Suriye için bölgesel yürütülen kampanyaların yüzde 50'sinin kullanılmış eşyalara yönelik olduğunu dile getiren Gündoğdu, bunların yeniden elden geçirilmesinin, dizayn edilmesinin sıkıntı yaşattığını kaydetti. 

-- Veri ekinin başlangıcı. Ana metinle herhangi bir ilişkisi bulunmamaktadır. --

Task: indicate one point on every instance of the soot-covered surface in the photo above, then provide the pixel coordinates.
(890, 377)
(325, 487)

Yeni kampanyada giyilmemiş kıyafet, gıda malzemesi, çocuk maması, ilaç, nakit para yardımlarının toplanabileceğini belirten Gündoğdu, 'Hiçbir şey bu çocuklara yardım etmemize engel olmamalı. Çocuklar ekmek kuyruğunda ölüyorsa, açlıktan ölüyorlarsa bunun önce Türkiye'ye, sivil toplum örgütlerine dokunması lazım. Rahat uyuyamamamız lazım. Onlar için yardım, bizim için yeniden diriliş olacak bir kampanyayı başlatmamız lazım.' 

Toplantıya, TİKA Başkanı Serdar Çam, Anadolu Ajansı Genel Müdürü ve Yönetim Kurulu Başkanı Kemal Öztürk, Başbakanlık Kamu Diplomasisi Koordinatörlüğü uzmanı Mustafa Ateşçi, Türkiye Diyanet Vakfı Genel Müdürü İsmail Palakoğlu, Türk Kızılayı Genel Müdürü Mehmet Güllüoğlu, Uluslararası Rabia Platformu Başkanı Cihangir İşbilir, Hak-İş Konfederasyonu Genel Başkanı Mahmut Arslan, Türkiye Kamu-Sen Genel Toplu Görüşme Sekreteri Necati Alsancak, İslam Dünyası Sivil Toplum Kuruluşları Birliği Genel Sekreteri Ali Kurt, TOBB Genel Sekreter Yardımcısı Ali Emre Yurdakul, Türkiye Gönüllüler Vakfı Yönetim Kurulu üyesi Yaşar Yerlikaya da katıldı.